Chunky palindromes
Pyth, 40 34 27 22 bytes
Lhsmy:bd_df!xb>TbS/lb2
Try it in the online interpreter.
Heavily golfed down from initial 40 byte version. Thanks to FryAmTheEggman for pointing out a couple of useful operators (docs are hard to search!) that have saved me 6 bytes total. Thanks to Dennis for a clever single byte saving by interpreting the result of x
as a truthy/falsy value rather than an index - !xb>Tb
rather than q<bT>Tb
.
How it works:
We define a function y
which determines the chunkiness of a string b
by recursively calling itself on substrings of b
. Functions are automatically memoized in Pyth, so recursion has very little overhead in terms of time.
L def y(b): return ___
S/lb2 The range [1,2,...,len(b)/2]
f!xb>Tb Filter n for which b[:n] == b[-n:]

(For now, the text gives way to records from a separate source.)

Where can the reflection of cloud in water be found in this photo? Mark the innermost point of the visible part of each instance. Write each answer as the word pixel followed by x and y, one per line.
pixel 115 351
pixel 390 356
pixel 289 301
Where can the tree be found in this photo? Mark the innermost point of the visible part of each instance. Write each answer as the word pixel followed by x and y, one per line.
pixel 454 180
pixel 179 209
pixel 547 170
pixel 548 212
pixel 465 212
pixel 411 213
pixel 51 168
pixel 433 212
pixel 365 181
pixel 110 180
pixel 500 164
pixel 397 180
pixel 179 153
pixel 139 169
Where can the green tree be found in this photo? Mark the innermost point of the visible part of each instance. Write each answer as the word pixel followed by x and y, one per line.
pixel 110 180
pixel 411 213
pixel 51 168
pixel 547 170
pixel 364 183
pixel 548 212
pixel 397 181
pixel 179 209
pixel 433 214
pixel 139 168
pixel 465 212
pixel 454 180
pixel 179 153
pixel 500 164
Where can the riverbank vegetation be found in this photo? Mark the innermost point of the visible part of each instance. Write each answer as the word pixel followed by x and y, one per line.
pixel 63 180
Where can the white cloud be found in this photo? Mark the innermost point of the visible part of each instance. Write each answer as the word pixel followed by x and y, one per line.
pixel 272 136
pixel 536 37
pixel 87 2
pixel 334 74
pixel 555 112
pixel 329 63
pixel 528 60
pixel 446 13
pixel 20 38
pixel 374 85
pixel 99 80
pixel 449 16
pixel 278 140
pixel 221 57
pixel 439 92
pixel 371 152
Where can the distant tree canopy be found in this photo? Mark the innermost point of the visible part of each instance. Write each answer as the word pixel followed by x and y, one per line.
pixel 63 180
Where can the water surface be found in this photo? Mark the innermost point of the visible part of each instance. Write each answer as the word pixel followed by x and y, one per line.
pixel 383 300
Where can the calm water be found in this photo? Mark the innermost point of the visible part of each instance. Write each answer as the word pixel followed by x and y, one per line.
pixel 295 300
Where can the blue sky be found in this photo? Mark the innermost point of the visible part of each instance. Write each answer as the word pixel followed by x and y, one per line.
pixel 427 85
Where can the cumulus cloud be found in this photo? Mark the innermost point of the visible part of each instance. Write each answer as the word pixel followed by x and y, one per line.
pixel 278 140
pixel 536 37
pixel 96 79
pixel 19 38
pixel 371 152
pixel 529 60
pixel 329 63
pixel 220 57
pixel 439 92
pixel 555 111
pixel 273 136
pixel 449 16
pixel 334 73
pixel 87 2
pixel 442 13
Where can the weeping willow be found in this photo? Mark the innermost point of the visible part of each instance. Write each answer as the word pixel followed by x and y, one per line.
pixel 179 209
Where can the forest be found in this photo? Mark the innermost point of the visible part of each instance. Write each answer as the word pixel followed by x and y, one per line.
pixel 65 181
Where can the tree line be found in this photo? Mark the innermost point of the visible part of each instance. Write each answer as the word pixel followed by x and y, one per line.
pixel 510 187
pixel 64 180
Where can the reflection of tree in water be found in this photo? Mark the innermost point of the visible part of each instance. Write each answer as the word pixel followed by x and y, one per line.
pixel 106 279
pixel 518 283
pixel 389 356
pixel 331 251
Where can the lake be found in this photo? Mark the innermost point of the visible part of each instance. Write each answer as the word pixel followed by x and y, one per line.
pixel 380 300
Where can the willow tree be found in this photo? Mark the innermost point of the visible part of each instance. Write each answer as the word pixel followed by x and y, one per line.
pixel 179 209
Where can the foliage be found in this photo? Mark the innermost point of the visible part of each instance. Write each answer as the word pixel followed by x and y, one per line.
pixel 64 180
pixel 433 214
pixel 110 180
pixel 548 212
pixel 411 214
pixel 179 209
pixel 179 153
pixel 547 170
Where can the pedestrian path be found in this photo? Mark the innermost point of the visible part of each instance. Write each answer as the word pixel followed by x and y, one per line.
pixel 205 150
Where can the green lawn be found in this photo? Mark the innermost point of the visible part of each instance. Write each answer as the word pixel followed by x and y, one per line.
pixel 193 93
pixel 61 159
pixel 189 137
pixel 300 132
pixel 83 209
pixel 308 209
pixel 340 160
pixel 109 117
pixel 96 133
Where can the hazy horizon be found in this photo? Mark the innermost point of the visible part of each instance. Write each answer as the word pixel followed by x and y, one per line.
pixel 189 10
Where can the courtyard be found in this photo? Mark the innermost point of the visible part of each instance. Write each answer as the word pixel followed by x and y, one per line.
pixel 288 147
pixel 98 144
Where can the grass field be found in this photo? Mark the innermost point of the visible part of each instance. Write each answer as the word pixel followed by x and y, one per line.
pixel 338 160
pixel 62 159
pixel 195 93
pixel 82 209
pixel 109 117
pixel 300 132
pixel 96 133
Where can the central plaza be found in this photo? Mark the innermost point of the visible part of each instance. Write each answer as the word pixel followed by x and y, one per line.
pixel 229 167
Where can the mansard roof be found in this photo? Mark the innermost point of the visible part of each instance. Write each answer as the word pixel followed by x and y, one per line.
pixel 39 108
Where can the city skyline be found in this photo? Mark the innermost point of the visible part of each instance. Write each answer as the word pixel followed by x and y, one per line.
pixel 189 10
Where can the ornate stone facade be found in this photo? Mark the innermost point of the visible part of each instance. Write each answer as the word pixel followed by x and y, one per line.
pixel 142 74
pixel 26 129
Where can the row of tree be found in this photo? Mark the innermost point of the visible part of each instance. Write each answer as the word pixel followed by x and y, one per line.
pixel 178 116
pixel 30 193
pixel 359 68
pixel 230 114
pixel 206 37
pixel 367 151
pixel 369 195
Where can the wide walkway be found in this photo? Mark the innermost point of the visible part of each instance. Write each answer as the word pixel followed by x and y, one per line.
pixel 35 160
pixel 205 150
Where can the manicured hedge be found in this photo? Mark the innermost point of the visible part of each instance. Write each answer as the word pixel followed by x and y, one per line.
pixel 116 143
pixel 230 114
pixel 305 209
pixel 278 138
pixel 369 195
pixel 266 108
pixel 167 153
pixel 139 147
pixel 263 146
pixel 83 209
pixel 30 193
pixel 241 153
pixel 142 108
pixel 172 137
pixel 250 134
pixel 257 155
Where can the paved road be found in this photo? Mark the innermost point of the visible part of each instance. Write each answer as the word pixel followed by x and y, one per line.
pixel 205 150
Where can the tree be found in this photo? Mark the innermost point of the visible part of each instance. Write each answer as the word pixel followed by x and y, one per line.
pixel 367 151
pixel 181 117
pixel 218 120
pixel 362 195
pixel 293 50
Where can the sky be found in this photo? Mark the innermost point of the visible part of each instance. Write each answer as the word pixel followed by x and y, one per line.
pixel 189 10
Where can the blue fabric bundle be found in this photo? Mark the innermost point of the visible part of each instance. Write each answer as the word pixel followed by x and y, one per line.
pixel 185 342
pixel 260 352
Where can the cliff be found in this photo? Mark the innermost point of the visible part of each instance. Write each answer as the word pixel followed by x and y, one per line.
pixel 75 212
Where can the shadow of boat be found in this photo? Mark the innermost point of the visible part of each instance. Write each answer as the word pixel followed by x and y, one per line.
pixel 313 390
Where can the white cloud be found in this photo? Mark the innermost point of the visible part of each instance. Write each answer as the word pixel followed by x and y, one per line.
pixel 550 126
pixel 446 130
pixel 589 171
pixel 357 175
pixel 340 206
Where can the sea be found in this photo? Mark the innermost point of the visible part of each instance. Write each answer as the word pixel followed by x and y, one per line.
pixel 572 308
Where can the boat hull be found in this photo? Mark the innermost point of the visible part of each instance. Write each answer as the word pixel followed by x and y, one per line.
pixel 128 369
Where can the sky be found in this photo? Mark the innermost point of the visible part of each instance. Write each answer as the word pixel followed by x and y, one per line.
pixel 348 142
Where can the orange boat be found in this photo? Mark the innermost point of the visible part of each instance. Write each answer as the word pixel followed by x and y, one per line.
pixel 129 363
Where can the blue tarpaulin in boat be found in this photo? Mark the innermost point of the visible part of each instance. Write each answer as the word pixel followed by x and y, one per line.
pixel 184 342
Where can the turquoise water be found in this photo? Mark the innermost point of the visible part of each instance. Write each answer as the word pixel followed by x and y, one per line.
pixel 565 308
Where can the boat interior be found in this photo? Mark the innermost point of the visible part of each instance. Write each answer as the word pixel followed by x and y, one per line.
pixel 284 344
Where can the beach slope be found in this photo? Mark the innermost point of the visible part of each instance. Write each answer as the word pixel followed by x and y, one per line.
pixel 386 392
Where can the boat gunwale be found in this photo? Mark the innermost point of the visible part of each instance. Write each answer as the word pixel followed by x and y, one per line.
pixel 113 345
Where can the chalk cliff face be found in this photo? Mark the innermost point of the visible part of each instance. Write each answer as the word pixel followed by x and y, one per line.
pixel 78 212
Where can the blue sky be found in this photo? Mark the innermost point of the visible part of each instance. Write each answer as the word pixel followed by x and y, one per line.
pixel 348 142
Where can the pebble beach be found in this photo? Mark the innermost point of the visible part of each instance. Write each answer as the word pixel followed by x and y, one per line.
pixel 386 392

m Map each n in the list to...
y:bd_d y(b[d:-d])
hs Take the sum and add one (implicit return)
CJam (41 39 bytes)
qM{_,2/,\f{\~_2$>@2$<@~)/(@=\M*j*}1b)}j
Online demo
This is "eager" in the sense that it finds the number of chunky palindromes for each "central" string (i.e. the result of removing the same number of characters from both ends of the original string), but because it uses the auto-memoising j
operator each is calculated once only, giving a very fast program (and saving a few characters over a non-memoised implementation).
Thanks to Dennis for a one byte saving.